You use your iPad to surf, watch movies, listen to music, read and play games. It is less likely that you engage in many “productive” type activities on Apple’s popular tablet, despite business apps that take the place of or complement similar programs on your PC or Mac. There are just too many hassles – you can’t run certain programs; there’s no physical keyboard; connectivity can be poor. You continue to schlep a laptop.
On Tuesday, Parallels – a company that made its mark letting folks run “virtualized” versions of the Microsoft Windows operating system on a Macintosh computer – launched a new subscription service called Parallels Access, which can help free you up so that the iPad is the only computer you take on the road.
Parallels Access lets you use an iPad to access your home or office PC or Mac from afar. Yeah, we’ve seen that sort of thing before. The big deal here is that you can use any and all of the programs that reside on your remote computers – the proprietary program your company uses, Microsoft Office, or Quicken on your PC at home. And you can interact with those applications on the tablet as if each were designed for the iPad.
You can start any PC or Mac “desktop” application on the iPad from a launcher screen. There’s an easy-to-access app switcher that lets you go from one program to another.
I tried Parallels Access on an Apple iMac, a Dell laptop running Windows 7 and a Microsoft Surface tablet PC running Windows 8. Parallels Access mainly delivered on its promise, though I certainly uncovered blemishes.
How it works
When Parallels “applifies” PC/Mac programs – the company’s lingo, not mine – the software is modified on the tablet to display iPad-style buttons for actions such as copy/paste/select. If you have an application open, it fills the entire iPad screen.

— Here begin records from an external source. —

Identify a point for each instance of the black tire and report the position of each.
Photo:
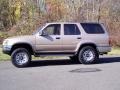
(20, 57)
(86, 58)
(74, 59)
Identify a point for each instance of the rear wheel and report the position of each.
(88, 55)
(21, 57)
(74, 58)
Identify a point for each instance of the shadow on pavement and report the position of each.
(38, 63)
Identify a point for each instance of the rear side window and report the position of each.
(92, 28)
(71, 29)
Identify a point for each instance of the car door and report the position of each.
(71, 37)
(50, 42)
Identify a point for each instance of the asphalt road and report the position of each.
(62, 75)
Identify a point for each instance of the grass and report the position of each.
(4, 57)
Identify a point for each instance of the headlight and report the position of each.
(5, 42)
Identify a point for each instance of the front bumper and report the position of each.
(6, 49)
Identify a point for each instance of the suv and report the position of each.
(82, 42)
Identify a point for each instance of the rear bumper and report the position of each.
(104, 49)
(6, 49)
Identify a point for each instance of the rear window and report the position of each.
(92, 28)
(71, 29)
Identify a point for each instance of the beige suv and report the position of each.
(82, 42)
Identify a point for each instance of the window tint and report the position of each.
(71, 29)
(93, 28)
(53, 29)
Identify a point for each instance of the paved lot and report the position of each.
(62, 75)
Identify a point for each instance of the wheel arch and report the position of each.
(87, 44)
(23, 45)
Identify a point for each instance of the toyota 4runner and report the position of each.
(82, 42)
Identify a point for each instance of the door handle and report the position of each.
(79, 38)
(57, 37)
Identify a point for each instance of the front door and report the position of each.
(51, 42)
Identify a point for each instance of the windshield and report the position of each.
(38, 29)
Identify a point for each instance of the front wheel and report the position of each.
(21, 57)
(88, 55)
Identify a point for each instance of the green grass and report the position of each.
(4, 57)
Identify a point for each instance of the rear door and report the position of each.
(71, 37)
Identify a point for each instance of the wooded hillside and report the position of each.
(24, 16)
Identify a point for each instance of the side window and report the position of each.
(92, 28)
(71, 29)
(53, 29)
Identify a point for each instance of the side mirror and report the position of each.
(43, 33)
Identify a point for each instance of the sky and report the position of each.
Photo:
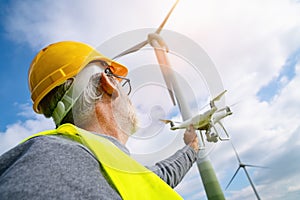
(254, 45)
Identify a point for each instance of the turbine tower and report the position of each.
(243, 165)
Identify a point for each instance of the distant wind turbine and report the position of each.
(242, 165)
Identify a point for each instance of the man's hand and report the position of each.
(190, 138)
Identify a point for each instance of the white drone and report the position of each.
(206, 121)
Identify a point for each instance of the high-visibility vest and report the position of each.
(131, 179)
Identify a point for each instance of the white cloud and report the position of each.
(249, 41)
(18, 131)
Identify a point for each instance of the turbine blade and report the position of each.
(166, 18)
(252, 185)
(232, 177)
(132, 49)
(236, 154)
(256, 166)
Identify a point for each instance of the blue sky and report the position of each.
(255, 46)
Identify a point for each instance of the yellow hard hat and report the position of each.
(60, 61)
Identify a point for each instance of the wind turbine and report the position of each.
(243, 165)
(207, 173)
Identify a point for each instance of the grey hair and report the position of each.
(83, 109)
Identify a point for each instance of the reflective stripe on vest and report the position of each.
(132, 180)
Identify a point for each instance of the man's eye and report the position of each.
(107, 71)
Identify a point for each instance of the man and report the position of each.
(86, 157)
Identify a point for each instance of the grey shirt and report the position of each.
(54, 167)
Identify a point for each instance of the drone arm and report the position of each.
(227, 135)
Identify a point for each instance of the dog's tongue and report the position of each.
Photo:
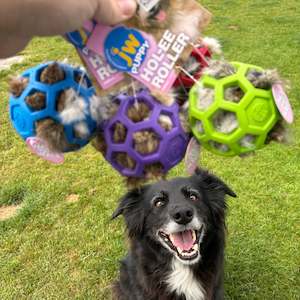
(183, 240)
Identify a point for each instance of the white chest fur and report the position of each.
(182, 281)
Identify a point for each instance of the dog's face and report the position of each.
(176, 215)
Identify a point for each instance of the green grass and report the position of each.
(58, 250)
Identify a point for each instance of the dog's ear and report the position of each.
(131, 208)
(213, 182)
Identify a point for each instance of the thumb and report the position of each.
(112, 12)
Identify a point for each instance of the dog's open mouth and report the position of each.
(185, 243)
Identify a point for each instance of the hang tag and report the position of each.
(149, 61)
(148, 4)
(283, 103)
(192, 156)
(105, 75)
(40, 148)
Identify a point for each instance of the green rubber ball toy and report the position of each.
(230, 116)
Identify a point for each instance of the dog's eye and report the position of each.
(159, 203)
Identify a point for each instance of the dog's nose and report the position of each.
(183, 216)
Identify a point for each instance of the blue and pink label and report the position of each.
(109, 52)
(138, 54)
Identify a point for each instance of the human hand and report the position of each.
(21, 20)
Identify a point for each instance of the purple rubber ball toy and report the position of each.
(172, 143)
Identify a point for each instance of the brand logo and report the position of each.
(126, 49)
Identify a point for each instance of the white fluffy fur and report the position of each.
(82, 130)
(75, 109)
(213, 45)
(189, 26)
(206, 97)
(100, 107)
(182, 281)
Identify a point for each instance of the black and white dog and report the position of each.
(177, 236)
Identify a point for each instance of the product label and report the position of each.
(105, 75)
(138, 54)
(192, 156)
(40, 148)
(126, 49)
(283, 103)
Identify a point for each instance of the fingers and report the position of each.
(115, 11)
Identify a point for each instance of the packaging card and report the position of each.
(138, 54)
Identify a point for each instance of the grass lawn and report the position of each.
(62, 244)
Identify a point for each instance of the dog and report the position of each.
(177, 237)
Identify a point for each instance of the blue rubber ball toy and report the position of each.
(24, 118)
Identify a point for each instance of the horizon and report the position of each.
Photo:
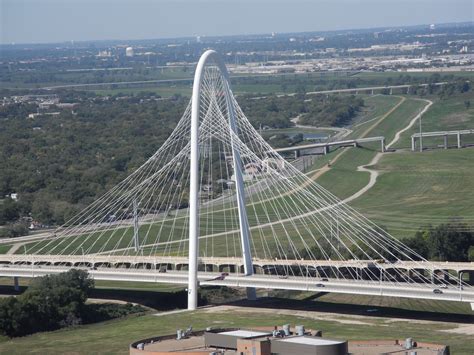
(368, 29)
(37, 22)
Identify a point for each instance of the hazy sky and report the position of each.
(32, 21)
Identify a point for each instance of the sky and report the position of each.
(43, 21)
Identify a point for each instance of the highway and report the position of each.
(298, 283)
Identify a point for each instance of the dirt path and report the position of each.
(375, 173)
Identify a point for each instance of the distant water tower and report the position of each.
(129, 52)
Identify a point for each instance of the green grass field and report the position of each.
(417, 189)
(113, 337)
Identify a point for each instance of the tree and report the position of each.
(51, 302)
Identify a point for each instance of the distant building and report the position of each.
(104, 54)
(129, 52)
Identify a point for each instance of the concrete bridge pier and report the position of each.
(470, 276)
(16, 283)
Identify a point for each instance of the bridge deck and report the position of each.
(382, 288)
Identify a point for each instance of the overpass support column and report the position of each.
(470, 280)
(16, 284)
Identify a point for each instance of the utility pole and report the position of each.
(136, 242)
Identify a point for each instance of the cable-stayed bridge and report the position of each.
(217, 199)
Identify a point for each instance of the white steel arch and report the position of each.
(194, 180)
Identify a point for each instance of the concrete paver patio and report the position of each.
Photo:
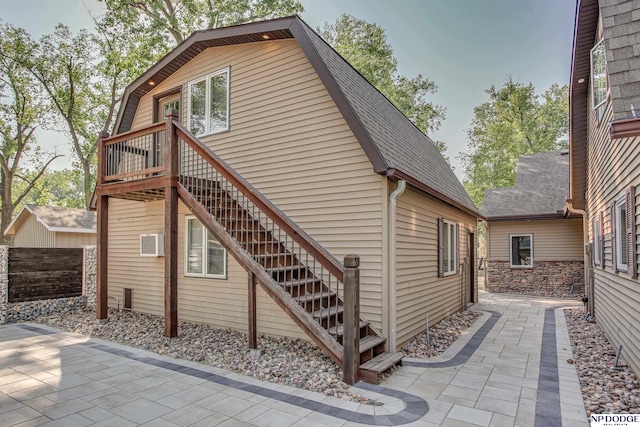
(509, 369)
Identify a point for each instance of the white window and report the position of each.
(621, 234)
(597, 238)
(449, 247)
(598, 75)
(521, 250)
(204, 255)
(209, 103)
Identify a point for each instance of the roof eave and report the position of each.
(72, 230)
(12, 224)
(626, 128)
(270, 27)
(527, 217)
(394, 173)
(586, 20)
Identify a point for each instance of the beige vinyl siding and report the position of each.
(288, 139)
(74, 240)
(33, 234)
(612, 168)
(220, 302)
(419, 290)
(553, 240)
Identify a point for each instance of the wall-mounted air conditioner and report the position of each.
(152, 244)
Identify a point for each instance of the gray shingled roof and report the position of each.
(621, 26)
(64, 219)
(393, 144)
(399, 142)
(542, 185)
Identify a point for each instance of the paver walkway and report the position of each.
(509, 369)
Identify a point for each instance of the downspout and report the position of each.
(588, 283)
(402, 185)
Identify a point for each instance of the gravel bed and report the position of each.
(285, 361)
(441, 335)
(606, 389)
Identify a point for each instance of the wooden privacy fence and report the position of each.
(44, 273)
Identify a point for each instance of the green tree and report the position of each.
(22, 111)
(515, 121)
(177, 19)
(364, 45)
(64, 188)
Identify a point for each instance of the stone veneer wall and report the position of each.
(25, 311)
(549, 278)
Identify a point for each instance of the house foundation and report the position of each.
(549, 278)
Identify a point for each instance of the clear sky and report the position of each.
(464, 46)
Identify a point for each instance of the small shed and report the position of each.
(52, 227)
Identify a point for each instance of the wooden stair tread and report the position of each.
(370, 341)
(314, 296)
(382, 362)
(339, 330)
(285, 268)
(300, 282)
(327, 312)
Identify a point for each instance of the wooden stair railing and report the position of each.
(304, 279)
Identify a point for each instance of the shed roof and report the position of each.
(542, 185)
(54, 218)
(395, 147)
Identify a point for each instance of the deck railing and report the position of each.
(134, 155)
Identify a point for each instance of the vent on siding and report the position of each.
(128, 299)
(152, 244)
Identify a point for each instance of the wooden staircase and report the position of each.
(319, 299)
(298, 273)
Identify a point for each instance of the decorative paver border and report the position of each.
(548, 408)
(466, 352)
(547, 412)
(415, 407)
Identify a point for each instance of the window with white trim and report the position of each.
(204, 255)
(595, 243)
(621, 234)
(209, 103)
(521, 250)
(449, 247)
(598, 75)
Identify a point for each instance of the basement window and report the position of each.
(448, 247)
(204, 255)
(209, 103)
(521, 250)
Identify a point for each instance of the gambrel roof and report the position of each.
(621, 31)
(542, 185)
(394, 146)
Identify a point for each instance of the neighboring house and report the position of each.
(605, 161)
(271, 107)
(532, 246)
(52, 227)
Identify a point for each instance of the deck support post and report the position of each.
(102, 261)
(102, 252)
(253, 330)
(171, 230)
(351, 320)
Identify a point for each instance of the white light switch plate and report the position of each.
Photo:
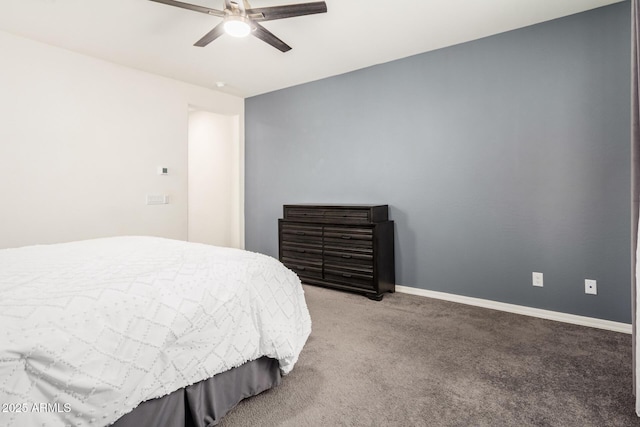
(536, 279)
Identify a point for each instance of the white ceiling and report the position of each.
(353, 34)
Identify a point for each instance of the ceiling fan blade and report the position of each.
(268, 37)
(193, 7)
(286, 11)
(217, 31)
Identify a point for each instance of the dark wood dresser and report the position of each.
(348, 247)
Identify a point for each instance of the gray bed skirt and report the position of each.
(205, 403)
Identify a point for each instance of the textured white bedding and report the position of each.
(90, 329)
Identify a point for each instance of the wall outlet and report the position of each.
(536, 278)
(157, 199)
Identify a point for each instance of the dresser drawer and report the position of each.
(297, 250)
(327, 214)
(347, 237)
(349, 233)
(304, 268)
(348, 256)
(301, 233)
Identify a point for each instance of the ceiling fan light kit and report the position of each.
(240, 19)
(237, 26)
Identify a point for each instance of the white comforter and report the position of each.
(90, 329)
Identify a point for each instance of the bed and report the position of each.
(135, 331)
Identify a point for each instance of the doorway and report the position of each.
(214, 175)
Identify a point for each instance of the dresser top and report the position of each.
(331, 205)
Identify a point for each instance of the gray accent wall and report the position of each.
(498, 157)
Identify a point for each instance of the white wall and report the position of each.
(214, 185)
(80, 141)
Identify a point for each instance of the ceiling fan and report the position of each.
(240, 19)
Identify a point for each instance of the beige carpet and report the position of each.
(415, 361)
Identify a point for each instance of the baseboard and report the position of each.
(520, 309)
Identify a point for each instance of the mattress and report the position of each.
(90, 329)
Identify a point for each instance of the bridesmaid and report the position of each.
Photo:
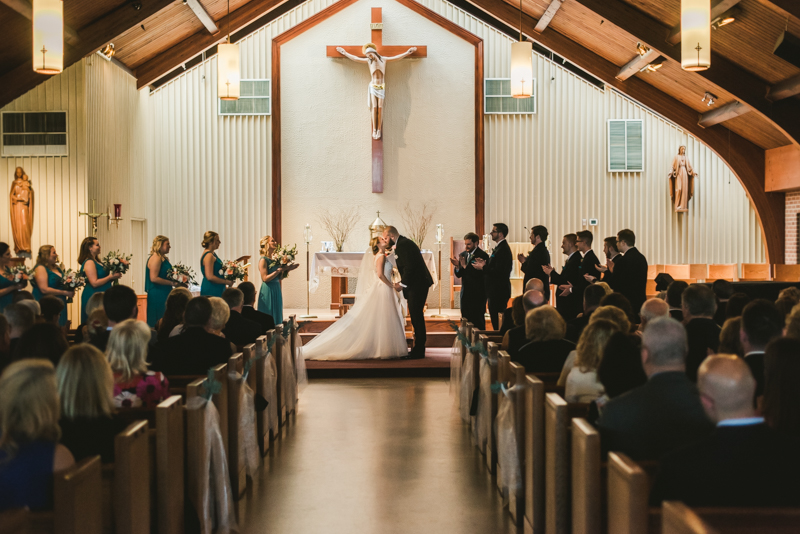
(156, 284)
(270, 299)
(47, 279)
(213, 285)
(7, 287)
(97, 279)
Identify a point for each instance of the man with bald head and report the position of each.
(663, 414)
(742, 462)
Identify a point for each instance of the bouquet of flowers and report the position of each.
(182, 274)
(284, 257)
(232, 271)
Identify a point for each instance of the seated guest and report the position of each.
(43, 340)
(781, 408)
(546, 349)
(582, 383)
(194, 350)
(699, 306)
(742, 462)
(663, 414)
(238, 330)
(674, 292)
(729, 342)
(51, 308)
(29, 449)
(134, 385)
(87, 420)
(248, 308)
(761, 323)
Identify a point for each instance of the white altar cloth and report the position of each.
(347, 264)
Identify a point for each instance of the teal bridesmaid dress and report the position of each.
(54, 281)
(156, 293)
(209, 288)
(270, 299)
(88, 290)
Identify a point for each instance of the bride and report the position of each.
(374, 328)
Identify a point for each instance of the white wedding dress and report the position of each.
(374, 328)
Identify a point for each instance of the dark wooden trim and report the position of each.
(288, 35)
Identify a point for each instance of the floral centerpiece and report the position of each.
(182, 274)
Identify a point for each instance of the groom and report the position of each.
(415, 279)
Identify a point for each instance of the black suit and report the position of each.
(497, 275)
(570, 306)
(649, 421)
(473, 289)
(749, 465)
(532, 267)
(416, 278)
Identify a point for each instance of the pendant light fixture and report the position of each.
(48, 36)
(228, 76)
(521, 65)
(695, 34)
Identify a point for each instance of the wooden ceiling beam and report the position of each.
(166, 61)
(744, 157)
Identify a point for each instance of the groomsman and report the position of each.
(473, 288)
(538, 257)
(568, 302)
(497, 273)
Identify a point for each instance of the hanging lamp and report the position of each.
(228, 76)
(521, 65)
(695, 34)
(48, 36)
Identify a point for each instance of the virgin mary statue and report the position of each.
(21, 199)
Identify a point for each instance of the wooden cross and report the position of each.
(376, 27)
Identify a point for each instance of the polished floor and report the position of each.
(383, 455)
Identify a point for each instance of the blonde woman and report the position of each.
(156, 284)
(134, 385)
(29, 432)
(85, 384)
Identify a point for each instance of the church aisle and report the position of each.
(375, 455)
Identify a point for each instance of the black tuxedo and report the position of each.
(532, 267)
(416, 278)
(497, 276)
(570, 306)
(473, 289)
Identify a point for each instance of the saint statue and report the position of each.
(21, 199)
(376, 89)
(681, 181)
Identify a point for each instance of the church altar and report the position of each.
(347, 264)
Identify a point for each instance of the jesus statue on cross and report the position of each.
(376, 89)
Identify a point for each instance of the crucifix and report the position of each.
(376, 55)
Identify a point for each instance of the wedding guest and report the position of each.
(7, 287)
(134, 385)
(538, 258)
(497, 273)
(249, 312)
(473, 286)
(29, 432)
(212, 285)
(97, 278)
(47, 279)
(156, 284)
(88, 427)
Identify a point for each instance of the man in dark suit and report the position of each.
(538, 258)
(415, 279)
(238, 330)
(473, 288)
(568, 302)
(663, 414)
(497, 274)
(742, 462)
(698, 306)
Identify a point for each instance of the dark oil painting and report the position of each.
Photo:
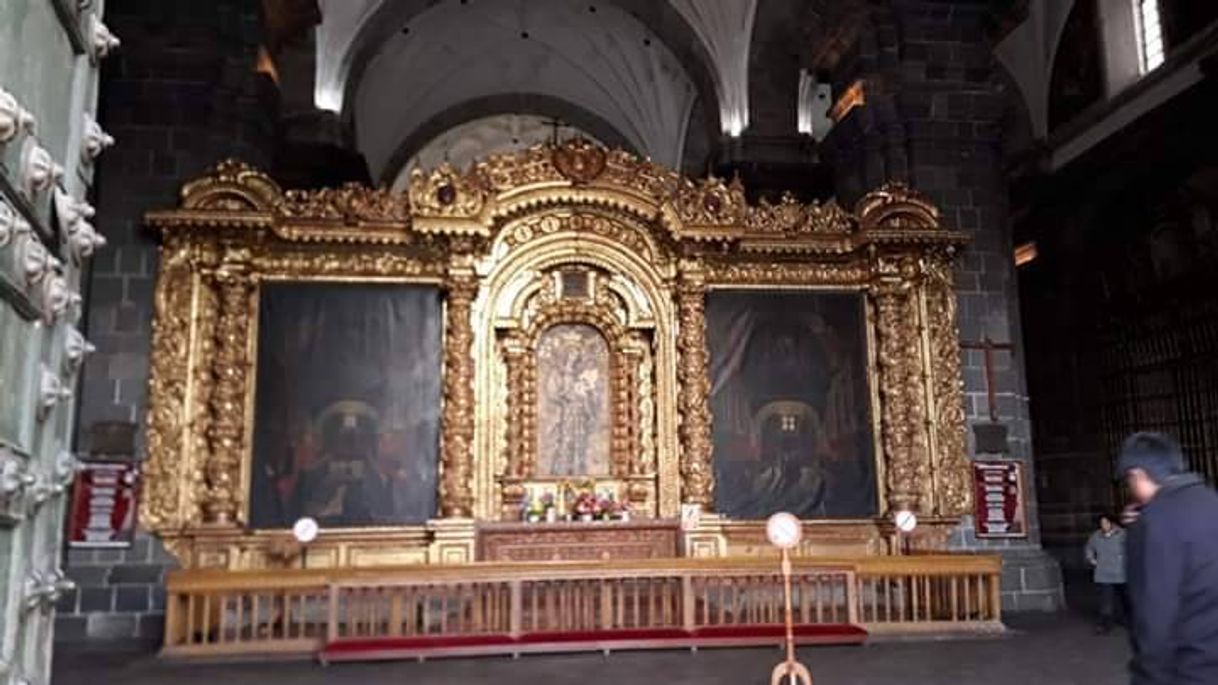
(791, 405)
(346, 405)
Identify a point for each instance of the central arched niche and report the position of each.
(584, 287)
(575, 418)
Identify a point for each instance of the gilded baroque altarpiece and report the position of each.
(570, 235)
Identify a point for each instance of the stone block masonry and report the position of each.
(119, 594)
(180, 95)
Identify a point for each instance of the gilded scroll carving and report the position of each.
(457, 441)
(892, 306)
(951, 468)
(514, 213)
(903, 384)
(225, 435)
(693, 372)
(167, 505)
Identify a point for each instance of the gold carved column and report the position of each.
(693, 373)
(520, 449)
(953, 474)
(230, 369)
(901, 388)
(457, 444)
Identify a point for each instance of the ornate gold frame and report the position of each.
(491, 238)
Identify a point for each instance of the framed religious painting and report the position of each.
(346, 422)
(791, 404)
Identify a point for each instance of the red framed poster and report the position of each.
(104, 505)
(999, 505)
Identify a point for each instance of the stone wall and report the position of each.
(934, 117)
(180, 95)
(183, 94)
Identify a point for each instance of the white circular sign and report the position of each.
(783, 530)
(305, 530)
(905, 521)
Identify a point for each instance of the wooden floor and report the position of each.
(1045, 650)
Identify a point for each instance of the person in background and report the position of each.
(1172, 564)
(1106, 555)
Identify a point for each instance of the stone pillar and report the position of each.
(932, 117)
(180, 94)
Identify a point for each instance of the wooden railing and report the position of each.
(222, 613)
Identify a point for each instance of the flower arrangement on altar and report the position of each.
(575, 501)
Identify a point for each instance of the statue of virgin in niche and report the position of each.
(573, 401)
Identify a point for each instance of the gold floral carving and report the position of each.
(225, 434)
(351, 204)
(735, 272)
(579, 160)
(895, 206)
(166, 506)
(524, 232)
(446, 193)
(905, 440)
(457, 440)
(951, 467)
(892, 308)
(236, 228)
(693, 372)
(232, 187)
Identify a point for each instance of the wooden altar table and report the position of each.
(640, 539)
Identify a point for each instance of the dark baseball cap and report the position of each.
(1158, 455)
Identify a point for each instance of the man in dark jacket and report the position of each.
(1172, 566)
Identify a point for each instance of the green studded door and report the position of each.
(49, 60)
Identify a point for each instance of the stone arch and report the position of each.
(1076, 78)
(649, 73)
(507, 104)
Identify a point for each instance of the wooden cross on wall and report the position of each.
(988, 347)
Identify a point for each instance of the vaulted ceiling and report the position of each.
(649, 74)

You engage with these as you would most iPad apps, with various touch gestures substituting for the mouse actions on your computer. Tapping on the iPad is like clicking the mouse. A two-finger tap is the same as a right click. Spread and close your fingers to zoom in an out.
If you tap and hold your finger on the display when tweaking, say, a Microsoft Excel spreadsheet that resides on your computer, you’ll see a familiar iPad “magnifying glass” to magnify the text or numbers. Release your finger, and contextual buttons appear for such things as cut and copy and paste. In fact, you can copy something off your computer, and paste it into an iPad app, though the feature didn’t always work.
Using gestures, you can enlarge a column or picture, drag and drop, and scroll. You have the option to display a mouse pointer.
If you’re on a Mac running a Windows “virtual machine” through Parallels Desktop 8 for Mac, your PC programs will also be applified on the iPad.
Moreover, if the PC or Mac program can play music, you can hear those tunes on the iPad, too – and so as not to disturb the people back home or in the office, the sound won’t be heard there. Another helpful feature: You can use your voice to dictate text.
The keyboard issue
The lack of a physical keyboard on an iPad remains a primary reason why Parallels Access still isn’t a perfect solution in all cases. But Parallels thought this out. It supplies the appropriate onscreen keyboards with the dedicated special keys used on either a Mac or Windows keyboard. And you can always use Parallels Access with a wireless physical Blue-tooth keyboard.
To preserve your privacy, you can “lock” your PC or Mac to show a blank screen when you’re connected remotely. You can also require a password before anyone logs in. But the PC you’re connecting to remotely cannot be asleep, much less offline.
Not all the pain points have disappeared. Parallels claims that the service works well even in low bandwidth situations, but when my connectivity was lousy, so was Parallels’ performance.
Moreover, I was unable to access some of the proprietary software that I use in the office. Certain specific network “ports” must be opened, which might require intervention from your company’s IT department. Parallels Access must make nice with both the network that the computer is on and the network that the iPad is on.
To get started, you download a free app on the iPad from the App Store. You separately download an “agent” program on each PC or Mac that you want to access. The cost is $79.99 per year per remote computer, so the price can add up if you want to have access to multiple machines. You’ll need an iPad 2, 3 or 4, or an iPad Mini and a Mac running OS X (Mountain Lion, Lion, Mavericks) or a PC running Windows 7 or Windows 8.
Parallels Access is a promising step forward that can lighten your load. But you may not want to ditch the laptop just yet.